May 26, 2006

Kelso Depot back on track


Memories revived by restoration

By HENRY BREAN
Las Vegas REVIEW-JOURNAL


Theo Packard.

MOJAVE NATIONAL PRESERVE, Calif. -- Trains don't stop much at the Kelso Depot these days, but Theo Packard remembers when they did.

Packard lived in Kelso from about 1917 to 1935. Until the Great Depression cost him the job, he briefly worked as a cashier at the depot's lunch counter a few years after it opened in 1924.

Back then, Kelso was a bustling little railroad town, where trains would stop to take on water and let their passengers off to eat and stretch their legs.

Packard, now 95 and living in Studio City, Calif., said the tracks in front of the depot also were busy with "helper" locomotives that were used to get trains up the steep grade between Kelso and Cima, 18 miles and a 2,100-foot elevation gain to the east.

Though he didn't work the rails, Packard got to know that stretch of track pretty well.

"In the early days, you used to be able to ride along on the helper engines," he said.

Packard was among more than 600 people who traveled to Kelso on Saturday to celebrate the building's grand reopening, not as a depot but as the central visitors center for the 1.6 million acre Mojave National Preserve.

The National Park Service spent three years and $5.1 million restoring the three-story, Spanish Mission Revival-style structure, which cost $88,000 when it was first built.

George Lowell and his wife, Lisa, came from Apache Junction, Ariz., to see how the renovation turned out.

It wasn't Lowell's first time at the depot, but it might as well have been. The last time he saw the building, he was 4.

"I've just got pictures to look at and the stories my sister tells. She's the historian of the family," he said. "This is my first time back since 1949, and believe me, it's a thrill."

Lowell brought along an antique wax stamp that was used to seal envelopes in Kelso's post office during the 1920s and '30s. He gave the stamp to the Park Service along with some old family photographs from Kelso.

Lowell said his father worked as a mechanic for the nearby Vulcan Mine. His grandfather, Charles Frank Lowell, drove one of the "helper" engines.

Packard remembers Lowell's grandfather well. "He rescued me one time," he said. It happened early one morning when Packard was driving to Kelso from Las Vegas and fell asleep at the wheel of his 1932 Ford coupe. The car drifted off the road and crashed, so Packard used his headlights to signal a passing "helper" engine.

Charles Lowell stopped to pick him up and take him the rest of the way to Kelso, where he showed up at his mother's door with blood all over his face. "She nearly fainted when she saw me," Packard said.

Though the depot began to fade with the advent of the diesel locomotive and the decline of mining in the area after World War II, the tracks remain busy today.

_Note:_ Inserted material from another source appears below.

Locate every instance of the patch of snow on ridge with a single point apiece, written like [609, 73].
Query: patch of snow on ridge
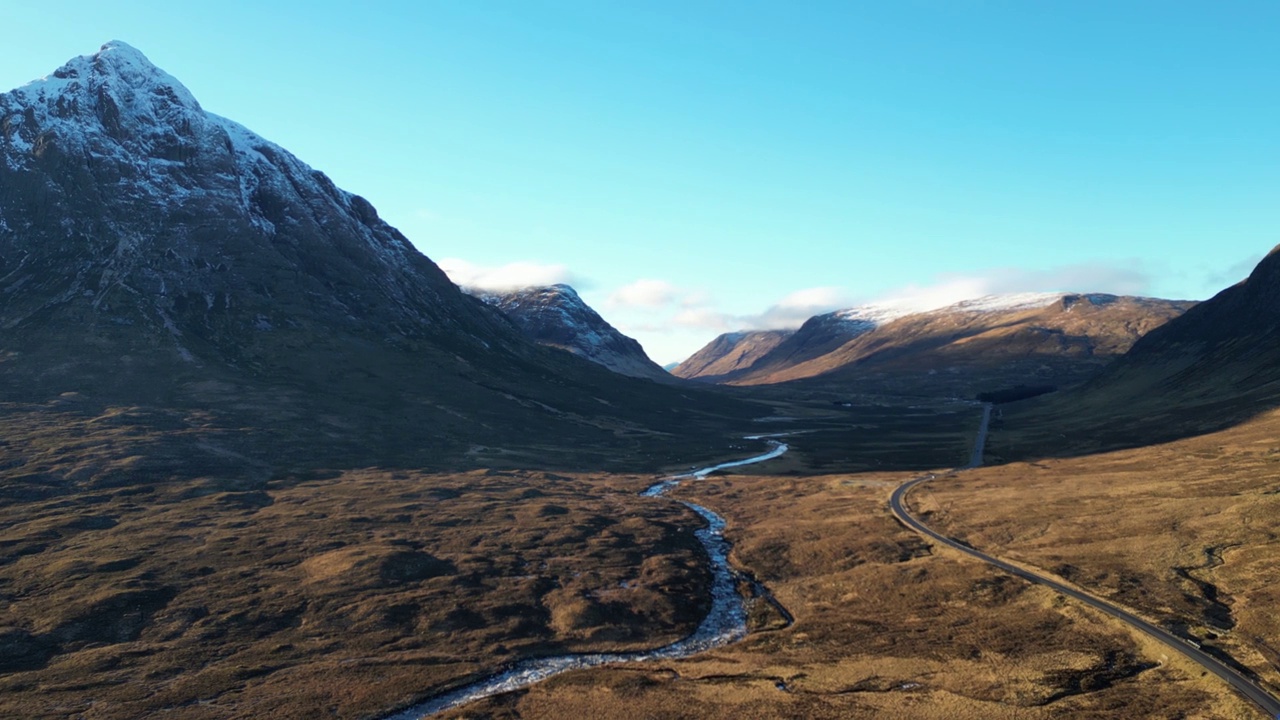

Bob Bryson, who works out of the Park Service office in Barstow, Calif., said that if there isn't a freight train rumbling past the depot when you get there, just wait for 15 minutes or so.

"This is Union Pacific's main route from Las Vegas and Salt Lake City down to Los Angeles," he said.

The first train Katherine Shotwell remembers seeing at the Kelso Depot is the one she was on when she arrived there with her family in 1944.

"I stepped off of that train and onto that platform, and someone had to come out and unlock the depot" because it was late, said the 70-year-old Shotwell, who drove down from her home in Las Vegas for Saturday's event.

She vividly recalled the day when a huge locomotive nicknamed "Big Boy" broke loose from a siding and derailed in front of the depot.

"Its boiler broke and flooded the street," she said. "But the real show was watching the cranes lift it up and put it back on the tracks. That was my 9-year-old memory."

Like Lowell and others, Shotwell brought along an envelope full of keepsakes from her days in Kelso. Mixed in with some old photographs was her war bond booklet, which showed her address as "Trailer #17, Kelso, CA."

Shotwell also showed off her report card from the 1944-45 school year. It describes the then-Katherine Dell as a "good conscientious pupil" and gives her high marks in everything but being "neat and orderly."

"I haven't changed a whole heck of a lot," she said.

The Kelso Depot closed in August 1964, though the restaurant continued to operate until July 1985. Union Pacific donated the building and sold the land to the Bureau of Land Management in 1992. The Park Service took over the property when the national preserve was established in 1994.

The depot first reopened to the public in late October, and it has drawn pretty good crowds ever since, said park ranger Linda Slater.

"You think you're out in the middle of nowhere, and then you've got all these people," she said. "It's cranking all day long out here."

The visitor center is now open from 9 a.m. to 5 p.m daily.

Slater said it probably will take another year for the Park Service to reopen the depot's lunch counter and find someone to operate it. In the meantime, she said, visitors are welcome to bring along a lunch and eat it at the counter.

Packard is just glad the counter is still there. He said he used to wonder if the old building ever would be brought back to life.

"I certainly wished for it," he said.

Now it looks just like it did when it was first built, he said, right down to the color of the paint on the walls. "It's unbelievable."